2. Bölge Adliye Mahkemesince bozma ilamına uyulduğuna göre, yapılacak iş, bozma ilamı doğrultusunda, yeniden hüküm tesis etmekten ibaret olup, bölge adliye mahkemesinin bozma sonrası kararı istinaf incelemesi niteliğinde de değildir. O halde bölge adliye mahkemesince 6100 sayılı Kanun'un 373 üncü maddesi kapsamına uyulan bozma ilamı kapsamında yeniden hüküm tesis edilmesi gerekirken Dairemizin uyulmasına karar verilen bozma ilamı ile ortadan kalkan önceki kararlara atıf yapılarak, istinaf taleplerinin reddi- kabulü şeklinde hüküm tesisi doğru olmayıp bozmayı gerektirmiştir.

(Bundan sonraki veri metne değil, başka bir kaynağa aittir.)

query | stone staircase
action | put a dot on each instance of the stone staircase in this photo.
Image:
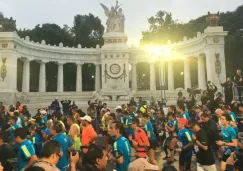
(34, 99)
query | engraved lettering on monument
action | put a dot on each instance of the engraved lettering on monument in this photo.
(115, 68)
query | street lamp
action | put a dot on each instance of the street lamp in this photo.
(161, 53)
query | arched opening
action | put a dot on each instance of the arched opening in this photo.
(51, 77)
(88, 77)
(69, 77)
(34, 76)
(178, 68)
(20, 65)
(143, 76)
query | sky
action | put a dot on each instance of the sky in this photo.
(29, 13)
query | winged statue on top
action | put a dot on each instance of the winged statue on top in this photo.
(115, 18)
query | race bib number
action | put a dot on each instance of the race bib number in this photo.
(196, 148)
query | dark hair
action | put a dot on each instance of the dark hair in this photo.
(119, 125)
(95, 152)
(227, 117)
(71, 118)
(135, 120)
(57, 126)
(20, 132)
(192, 122)
(15, 118)
(118, 110)
(204, 115)
(171, 114)
(182, 107)
(50, 148)
(125, 113)
(173, 107)
(144, 115)
(35, 168)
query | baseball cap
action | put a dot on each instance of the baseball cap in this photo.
(46, 131)
(86, 118)
(118, 107)
(141, 164)
(183, 121)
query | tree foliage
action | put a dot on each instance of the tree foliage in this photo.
(163, 28)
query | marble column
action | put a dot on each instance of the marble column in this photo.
(79, 77)
(170, 76)
(42, 77)
(152, 77)
(60, 77)
(26, 76)
(134, 77)
(97, 77)
(201, 73)
(187, 74)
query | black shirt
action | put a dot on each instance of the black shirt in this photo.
(204, 157)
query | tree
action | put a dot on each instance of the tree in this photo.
(163, 28)
(88, 30)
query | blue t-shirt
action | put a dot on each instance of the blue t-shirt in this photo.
(37, 142)
(122, 148)
(173, 123)
(128, 130)
(228, 134)
(149, 127)
(65, 143)
(185, 137)
(43, 122)
(11, 132)
(26, 150)
(186, 116)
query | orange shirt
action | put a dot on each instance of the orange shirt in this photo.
(141, 138)
(87, 134)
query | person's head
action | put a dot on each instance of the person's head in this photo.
(181, 109)
(196, 109)
(160, 114)
(126, 114)
(56, 128)
(172, 109)
(135, 123)
(17, 103)
(182, 123)
(13, 120)
(20, 134)
(116, 128)
(2, 139)
(96, 156)
(145, 117)
(193, 125)
(51, 151)
(171, 116)
(228, 79)
(86, 120)
(225, 120)
(205, 117)
(118, 112)
(105, 105)
(74, 109)
(219, 112)
(33, 129)
(238, 71)
(241, 107)
(70, 120)
(35, 168)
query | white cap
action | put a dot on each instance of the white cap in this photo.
(118, 107)
(86, 118)
(42, 112)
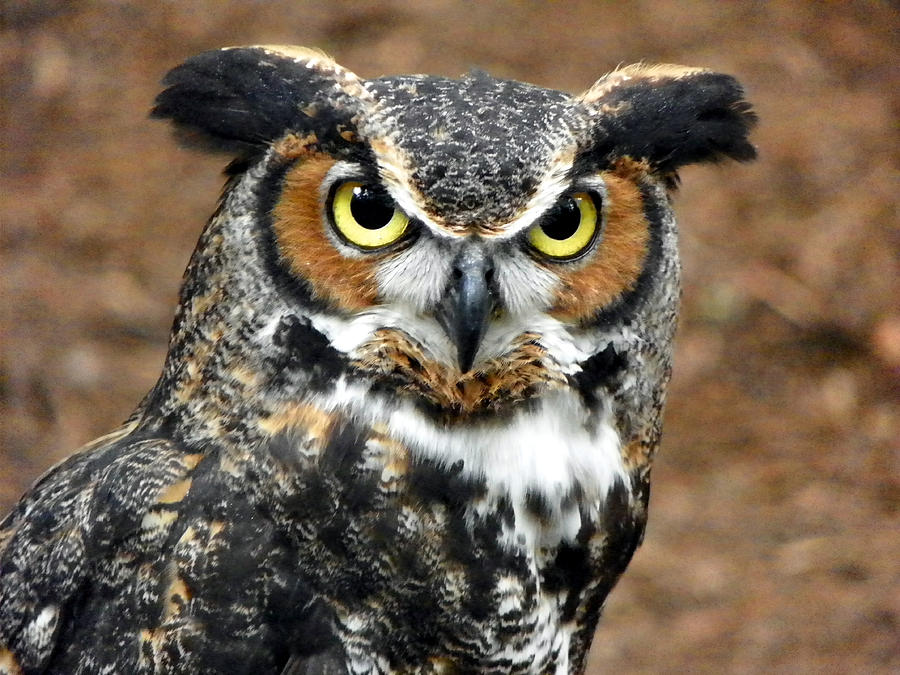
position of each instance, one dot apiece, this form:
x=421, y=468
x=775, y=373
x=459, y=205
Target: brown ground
x=775, y=530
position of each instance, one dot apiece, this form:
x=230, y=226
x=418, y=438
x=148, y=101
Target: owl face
x=471, y=244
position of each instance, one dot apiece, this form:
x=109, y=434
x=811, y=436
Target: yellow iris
x=567, y=229
x=366, y=216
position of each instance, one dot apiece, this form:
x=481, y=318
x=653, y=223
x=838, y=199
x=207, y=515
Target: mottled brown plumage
x=413, y=389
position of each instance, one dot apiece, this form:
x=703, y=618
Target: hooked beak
x=466, y=308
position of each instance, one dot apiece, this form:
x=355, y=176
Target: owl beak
x=466, y=307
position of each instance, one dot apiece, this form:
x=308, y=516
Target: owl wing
x=136, y=554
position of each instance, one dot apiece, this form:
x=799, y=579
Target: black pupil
x=563, y=221
x=371, y=208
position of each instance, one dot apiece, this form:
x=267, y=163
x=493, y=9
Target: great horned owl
x=413, y=388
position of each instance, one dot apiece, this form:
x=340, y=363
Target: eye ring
x=568, y=229
x=364, y=216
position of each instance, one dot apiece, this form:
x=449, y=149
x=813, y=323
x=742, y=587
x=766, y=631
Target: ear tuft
x=670, y=116
x=238, y=99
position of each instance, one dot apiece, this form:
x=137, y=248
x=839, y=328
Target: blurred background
x=774, y=533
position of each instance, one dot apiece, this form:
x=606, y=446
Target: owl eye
x=366, y=216
x=567, y=229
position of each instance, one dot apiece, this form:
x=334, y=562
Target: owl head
x=468, y=245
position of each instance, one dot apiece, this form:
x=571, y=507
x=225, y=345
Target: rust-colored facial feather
x=621, y=254
x=303, y=243
x=520, y=374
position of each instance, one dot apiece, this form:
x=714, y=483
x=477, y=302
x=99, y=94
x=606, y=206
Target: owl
x=413, y=388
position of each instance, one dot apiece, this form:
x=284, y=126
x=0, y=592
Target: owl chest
x=463, y=557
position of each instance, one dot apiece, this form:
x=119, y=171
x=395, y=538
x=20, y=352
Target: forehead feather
x=475, y=148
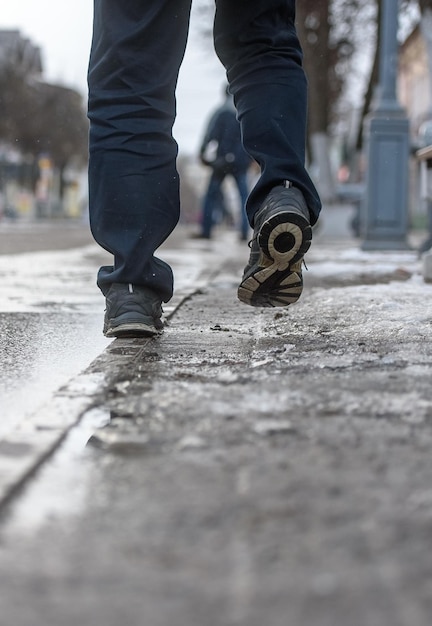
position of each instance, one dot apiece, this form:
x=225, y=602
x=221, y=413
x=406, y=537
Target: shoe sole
x=283, y=239
x=132, y=330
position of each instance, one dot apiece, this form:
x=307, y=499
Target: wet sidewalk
x=249, y=467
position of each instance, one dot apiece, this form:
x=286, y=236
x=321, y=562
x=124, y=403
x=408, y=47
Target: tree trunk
x=314, y=33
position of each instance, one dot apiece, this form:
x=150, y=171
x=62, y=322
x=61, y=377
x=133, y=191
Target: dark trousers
x=137, y=49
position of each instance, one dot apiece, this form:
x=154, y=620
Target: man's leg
x=257, y=42
x=136, y=53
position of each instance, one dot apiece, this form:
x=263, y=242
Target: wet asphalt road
x=50, y=312
x=250, y=467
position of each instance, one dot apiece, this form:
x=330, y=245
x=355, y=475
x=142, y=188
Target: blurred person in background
x=136, y=53
x=222, y=150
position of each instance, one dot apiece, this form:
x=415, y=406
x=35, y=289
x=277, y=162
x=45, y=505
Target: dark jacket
x=224, y=128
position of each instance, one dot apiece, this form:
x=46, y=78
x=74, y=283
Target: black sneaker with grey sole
x=282, y=236
x=132, y=311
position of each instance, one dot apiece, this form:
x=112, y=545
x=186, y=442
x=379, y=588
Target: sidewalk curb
x=24, y=450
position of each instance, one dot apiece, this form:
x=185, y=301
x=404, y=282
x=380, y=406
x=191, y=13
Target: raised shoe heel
x=285, y=238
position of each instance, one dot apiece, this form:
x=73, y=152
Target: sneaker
x=282, y=235
x=132, y=312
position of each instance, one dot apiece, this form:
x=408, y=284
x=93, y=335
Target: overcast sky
x=63, y=32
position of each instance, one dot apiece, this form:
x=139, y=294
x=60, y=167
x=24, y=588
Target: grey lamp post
x=384, y=213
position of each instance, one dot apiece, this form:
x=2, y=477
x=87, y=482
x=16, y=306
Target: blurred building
x=414, y=82
x=20, y=53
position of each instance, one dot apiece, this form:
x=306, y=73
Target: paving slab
x=249, y=467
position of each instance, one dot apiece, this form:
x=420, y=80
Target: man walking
x=229, y=159
x=136, y=53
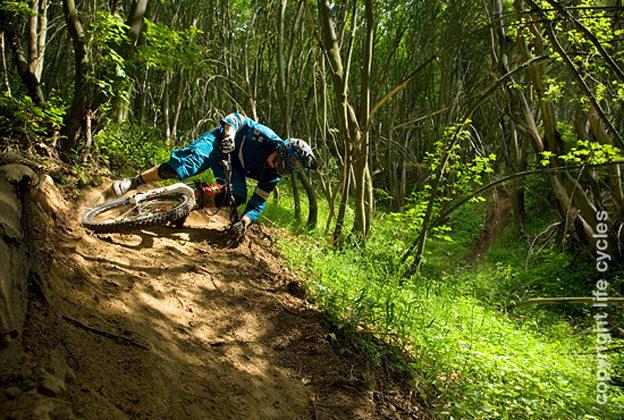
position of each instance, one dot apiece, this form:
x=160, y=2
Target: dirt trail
x=170, y=323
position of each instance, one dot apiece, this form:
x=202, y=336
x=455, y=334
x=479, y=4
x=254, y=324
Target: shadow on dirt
x=167, y=323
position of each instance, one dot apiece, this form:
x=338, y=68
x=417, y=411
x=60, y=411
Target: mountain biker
x=259, y=154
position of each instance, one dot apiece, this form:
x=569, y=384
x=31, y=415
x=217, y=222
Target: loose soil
x=498, y=217
x=165, y=323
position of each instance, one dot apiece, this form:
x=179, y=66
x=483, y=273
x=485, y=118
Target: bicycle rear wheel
x=121, y=215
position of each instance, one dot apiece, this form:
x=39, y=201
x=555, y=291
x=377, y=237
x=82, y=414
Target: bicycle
x=160, y=206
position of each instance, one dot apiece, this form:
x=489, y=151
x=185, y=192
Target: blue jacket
x=254, y=143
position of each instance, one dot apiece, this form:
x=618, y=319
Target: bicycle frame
x=180, y=187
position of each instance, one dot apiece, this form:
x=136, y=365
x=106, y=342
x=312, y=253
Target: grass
x=470, y=358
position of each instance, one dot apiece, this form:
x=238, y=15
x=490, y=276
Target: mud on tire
x=119, y=215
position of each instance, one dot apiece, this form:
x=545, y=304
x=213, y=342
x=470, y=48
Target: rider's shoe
x=122, y=186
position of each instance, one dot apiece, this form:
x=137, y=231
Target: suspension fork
x=226, y=163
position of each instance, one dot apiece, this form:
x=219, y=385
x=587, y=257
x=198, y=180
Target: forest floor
x=166, y=323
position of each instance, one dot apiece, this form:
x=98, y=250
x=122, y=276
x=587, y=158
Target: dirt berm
x=165, y=323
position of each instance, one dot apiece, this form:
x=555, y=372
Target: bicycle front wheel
x=121, y=215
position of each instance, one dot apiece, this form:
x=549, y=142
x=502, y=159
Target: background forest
x=436, y=122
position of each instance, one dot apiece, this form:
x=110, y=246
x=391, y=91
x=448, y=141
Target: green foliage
x=165, y=48
x=108, y=34
x=469, y=360
x=128, y=148
x=12, y=12
x=460, y=178
x=20, y=116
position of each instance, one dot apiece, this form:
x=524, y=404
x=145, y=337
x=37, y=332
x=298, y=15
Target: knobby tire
x=120, y=216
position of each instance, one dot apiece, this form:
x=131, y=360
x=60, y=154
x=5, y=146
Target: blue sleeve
x=261, y=194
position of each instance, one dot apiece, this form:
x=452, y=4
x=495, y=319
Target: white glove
x=239, y=227
x=227, y=144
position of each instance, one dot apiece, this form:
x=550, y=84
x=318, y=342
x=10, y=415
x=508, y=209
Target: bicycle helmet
x=295, y=155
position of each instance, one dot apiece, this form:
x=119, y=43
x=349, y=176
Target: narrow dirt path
x=167, y=323
x=496, y=220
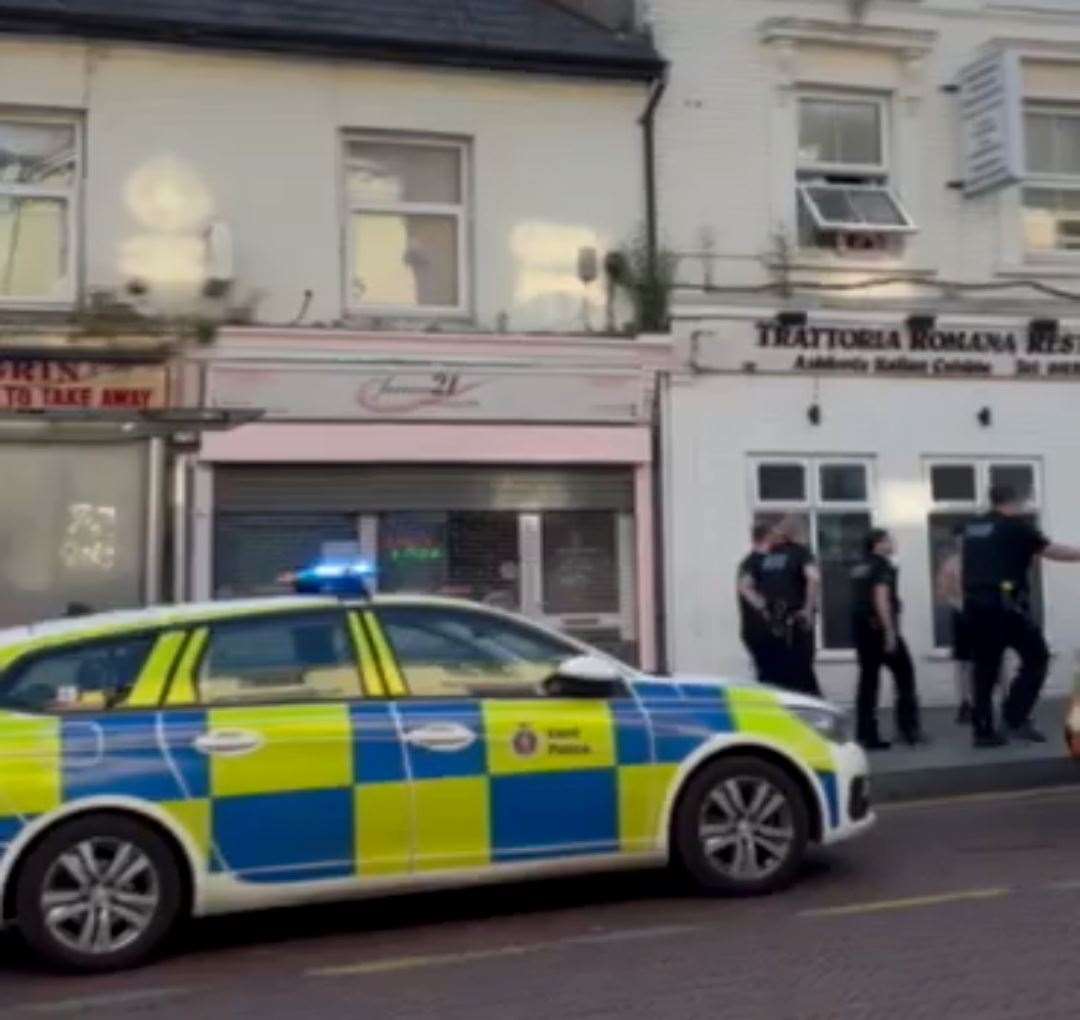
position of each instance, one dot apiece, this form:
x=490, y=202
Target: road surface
x=952, y=909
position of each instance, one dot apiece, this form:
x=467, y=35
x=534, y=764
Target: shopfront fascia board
x=968, y=348
x=418, y=392
x=391, y=443
x=284, y=344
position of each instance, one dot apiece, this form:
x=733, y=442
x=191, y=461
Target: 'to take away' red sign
x=43, y=384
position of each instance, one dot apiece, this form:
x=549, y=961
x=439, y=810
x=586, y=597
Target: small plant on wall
x=647, y=278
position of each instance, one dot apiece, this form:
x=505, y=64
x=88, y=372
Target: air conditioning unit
x=858, y=242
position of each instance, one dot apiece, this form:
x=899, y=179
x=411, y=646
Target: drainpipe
x=647, y=120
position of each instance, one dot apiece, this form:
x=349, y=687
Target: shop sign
x=900, y=350
x=45, y=384
x=993, y=125
x=422, y=394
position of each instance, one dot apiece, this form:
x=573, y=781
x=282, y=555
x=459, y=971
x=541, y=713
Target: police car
x=212, y=757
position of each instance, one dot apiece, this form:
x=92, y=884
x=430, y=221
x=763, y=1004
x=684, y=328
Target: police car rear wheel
x=98, y=893
x=742, y=828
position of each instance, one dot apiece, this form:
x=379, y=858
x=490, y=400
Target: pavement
x=967, y=908
x=949, y=765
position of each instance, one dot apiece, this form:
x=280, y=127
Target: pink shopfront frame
x=415, y=443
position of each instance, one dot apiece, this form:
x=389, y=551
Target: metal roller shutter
x=320, y=488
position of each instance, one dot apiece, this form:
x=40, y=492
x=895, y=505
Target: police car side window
x=456, y=653
x=306, y=657
x=93, y=676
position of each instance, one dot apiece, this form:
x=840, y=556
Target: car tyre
x=98, y=893
x=741, y=828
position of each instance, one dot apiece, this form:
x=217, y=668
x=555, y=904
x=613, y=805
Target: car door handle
x=228, y=742
x=444, y=737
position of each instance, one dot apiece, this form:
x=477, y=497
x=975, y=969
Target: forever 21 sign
x=855, y=350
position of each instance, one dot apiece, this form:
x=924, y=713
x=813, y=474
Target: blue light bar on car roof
x=333, y=577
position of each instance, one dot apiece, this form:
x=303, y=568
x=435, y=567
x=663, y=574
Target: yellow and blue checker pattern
x=340, y=791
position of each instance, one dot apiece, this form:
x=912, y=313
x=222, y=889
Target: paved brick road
x=952, y=910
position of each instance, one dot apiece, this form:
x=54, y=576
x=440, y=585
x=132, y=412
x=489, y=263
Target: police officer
x=753, y=615
x=998, y=551
x=878, y=642
x=788, y=582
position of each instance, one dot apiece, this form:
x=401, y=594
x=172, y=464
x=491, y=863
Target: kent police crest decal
x=525, y=741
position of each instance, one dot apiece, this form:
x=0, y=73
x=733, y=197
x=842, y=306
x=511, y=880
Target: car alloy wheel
x=745, y=828
x=741, y=827
x=100, y=896
x=100, y=891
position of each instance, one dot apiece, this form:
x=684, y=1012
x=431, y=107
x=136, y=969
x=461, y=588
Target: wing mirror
x=588, y=668
x=585, y=676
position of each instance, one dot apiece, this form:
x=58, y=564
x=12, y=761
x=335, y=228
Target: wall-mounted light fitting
x=1043, y=327
x=921, y=323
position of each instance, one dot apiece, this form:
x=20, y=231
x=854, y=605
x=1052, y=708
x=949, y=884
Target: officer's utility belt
x=783, y=620
x=1004, y=596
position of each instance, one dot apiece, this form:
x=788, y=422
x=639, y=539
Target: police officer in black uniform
x=788, y=581
x=998, y=551
x=753, y=617
x=876, y=612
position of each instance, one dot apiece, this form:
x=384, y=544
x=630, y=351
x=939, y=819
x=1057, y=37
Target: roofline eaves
x=630, y=68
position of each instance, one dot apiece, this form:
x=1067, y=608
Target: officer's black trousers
x=758, y=644
x=869, y=646
x=788, y=660
x=994, y=629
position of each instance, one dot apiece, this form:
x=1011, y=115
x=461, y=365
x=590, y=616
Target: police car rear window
x=93, y=676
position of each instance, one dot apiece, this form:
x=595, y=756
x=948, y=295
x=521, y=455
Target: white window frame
x=71, y=195
x=812, y=506
x=1038, y=179
x=846, y=170
x=460, y=211
x=869, y=176
x=982, y=465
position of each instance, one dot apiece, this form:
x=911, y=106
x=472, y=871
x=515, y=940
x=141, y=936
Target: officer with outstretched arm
x=998, y=551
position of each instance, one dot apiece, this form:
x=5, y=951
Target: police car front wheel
x=742, y=828
x=98, y=893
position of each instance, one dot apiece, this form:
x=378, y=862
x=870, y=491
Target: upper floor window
x=845, y=198
x=39, y=179
x=1052, y=189
x=959, y=490
x=407, y=222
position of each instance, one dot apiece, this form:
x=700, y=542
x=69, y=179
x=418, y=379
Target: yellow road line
x=412, y=963
x=906, y=903
x=1033, y=794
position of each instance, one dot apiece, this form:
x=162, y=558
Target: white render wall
x=727, y=134
x=717, y=423
x=178, y=137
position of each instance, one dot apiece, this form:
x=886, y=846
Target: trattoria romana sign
x=767, y=346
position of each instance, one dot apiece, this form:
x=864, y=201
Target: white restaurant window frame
x=1048, y=182
x=73, y=196
x=460, y=211
x=811, y=506
x=883, y=105
x=983, y=465
x=874, y=176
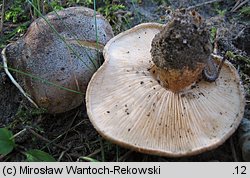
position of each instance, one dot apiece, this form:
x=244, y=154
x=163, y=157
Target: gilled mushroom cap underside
x=128, y=106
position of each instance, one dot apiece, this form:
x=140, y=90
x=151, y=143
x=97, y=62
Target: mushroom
x=67, y=61
x=131, y=104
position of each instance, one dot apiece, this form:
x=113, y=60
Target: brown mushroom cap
x=128, y=106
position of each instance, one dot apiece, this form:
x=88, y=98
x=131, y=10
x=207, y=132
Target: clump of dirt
x=178, y=44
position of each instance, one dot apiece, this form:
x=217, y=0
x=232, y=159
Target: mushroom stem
x=181, y=51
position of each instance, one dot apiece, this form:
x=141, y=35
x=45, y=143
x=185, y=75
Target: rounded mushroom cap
x=43, y=54
x=128, y=106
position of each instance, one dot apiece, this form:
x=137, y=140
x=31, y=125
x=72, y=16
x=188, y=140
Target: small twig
x=45, y=139
x=2, y=17
x=14, y=136
x=237, y=5
x=233, y=150
x=215, y=50
x=125, y=156
x=12, y=78
x=203, y=4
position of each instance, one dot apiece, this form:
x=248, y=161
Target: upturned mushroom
x=154, y=93
x=67, y=58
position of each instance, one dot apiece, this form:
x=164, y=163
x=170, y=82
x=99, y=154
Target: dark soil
x=70, y=136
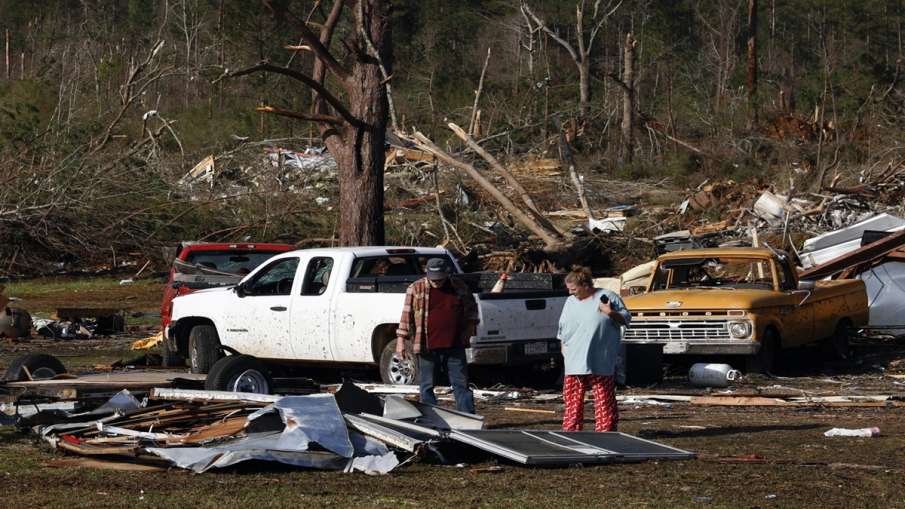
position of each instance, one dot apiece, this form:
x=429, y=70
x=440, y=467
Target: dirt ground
x=747, y=456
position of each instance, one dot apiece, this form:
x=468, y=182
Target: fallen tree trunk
x=552, y=239
x=510, y=178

Ne var ki bu yanlışlığın giderilmesi yeniden yargılama yapılmasını gerektirmediğinden 6100 sayılı Kanun’un 370 inci maddesinin ikinci fıkrası hükmü uyarınca kararın ilgili bentler yönünden düzeltilerek onanması gerekmiştir.

VI. KARAR

Açıklanan sebeplerle;

1.Davacı kadın vekilinin aşağıdaki bendin kapsamı dışında kalan diğer temyiz itirazlarının reddine,

2. Bölge Adliye Mahkemesi kararının hüküm fıkrasında yer alan " Davacı kadının maddi tazminata ilişkin istinaf talebinin kabulü ile, İstanbul Anadolu 15. Aile Mahkemesinin 09/03/2021 tarih ve 2020/473 Esas 2021/220 Karar sayılı ilamının maddi tazminata ilişkin 6. Bendinin KALDIRILMASINA, (hükme 6. Bent olarak yazılmasına)" cümlelerinin hüküm fıkralarından çıkartılmak sureti ile temyize konu kararın DÜZELTİLEREK ONANMASINA,

Duruşma için takdir olunan 17.100,00 TL vekâlet ücretinin davalıdan alınıp davacıya verilmesine,

Dosyanın İlk Derece Mahkemesine, kararın bir örneğinin Bölge Adliye Mahkemesine gönderilmesine,25.06.2024 tarihinde oy birliğiyle karar verildi.